The Training Data Ethics Problem
Beyond user-generated content, ElevenLabs faces questions about its foundation:
Unconsented Samples: Multiple voice actors claim ElevenLabs used samples of their voices without consent
Professional Voices: The quality of ElevenLabs' technology raises questions about whose voices trained their models
Provenance Questions: Like image generation AI, voice cloning faces scrutiny over training data sourcing
"Additional concerns have been raised over the ethics of the source of ElevenLabs' training data, with multiple voice actors saying that ElevenLabs used samples of their voices without their consent." — Wikipedia
Safeguards Implemented
ElevenLabs has introduced protections according to their safety documentation:
No-Go Voices: Safeguard detecting and preventing creation of specific voice clones, particularly political figures in US and UK elections
Prohibited Use Policy: Bans unauthorized impersonation, deceptive deepfakes, political manipulation, and harmful uses
Terms Enforcement: Existing terms already prohibit using the platform to impersonate or harm others
Detection Tools: Working on technology to identify ElevenLabs-generated audio
The Regulatory Landscape
Voice cloning faces increasing legal scrutiny:
EU AI Act Article 50: AI-generated audio and video must be clearly labeled as such, with full deepfake labeling obligations due August 2026
State Laws: Various US states have enacted or proposed voice cloning consent requirements
Election Protection: FCC and state officials investigating AI-generated election interference
Platform Liability: Questions remain about whether platforms like ElevenLabs bear responsibility for user misuse
The Consent Question
According to legal analysis, legitimate voice cloning requires:
Explicit Consent: Clear permission from the voice owner for cloning
Defined Scope: Limitations on how the cloned voice can be used
Right to Withdraw: Ability to revoke consent and have voice models deleted
Commercial Terms: Compensation agreements if voice is used commercially
The Business Reality
Despite controversies, ElevenLabs continues growing:
Market Leadership: Remains the most capable voice cloning platform available
Enterprise Adoption: Legitimate use cases in accessibility, content creation, and localization
Conversational AI: According to CMSWire, the company is betting on conversational AI as its growth vector
Competition Pressure: Big Tech competitors are developing similar capabilities
The Bottom Line
ElevenLabs built technology that's simultaneously transformative and dangerous. The same capabilities that enable accessibility for the disabled and efficient content localization also enable election interference and celebrity impersonation. The company's response—safeguards for political figures, prohibited use policies, detection tools—addresses symptoms without solving the fundamental tension.

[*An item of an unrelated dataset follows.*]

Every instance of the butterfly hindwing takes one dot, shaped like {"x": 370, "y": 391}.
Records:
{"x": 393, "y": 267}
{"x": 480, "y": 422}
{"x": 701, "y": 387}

As EU AI Act labeling requirements approach in August 2026 and voice actors pursue legal action, ElevenLabs faces a choice: accept significant constraints on how its technology can be used, or continue navigating an endless series of scandals. The perpetual license controversy suggests the company's instincts lean toward maximizing data rights rather than user protection—a posture that may not survive increased regulatory scrutiny.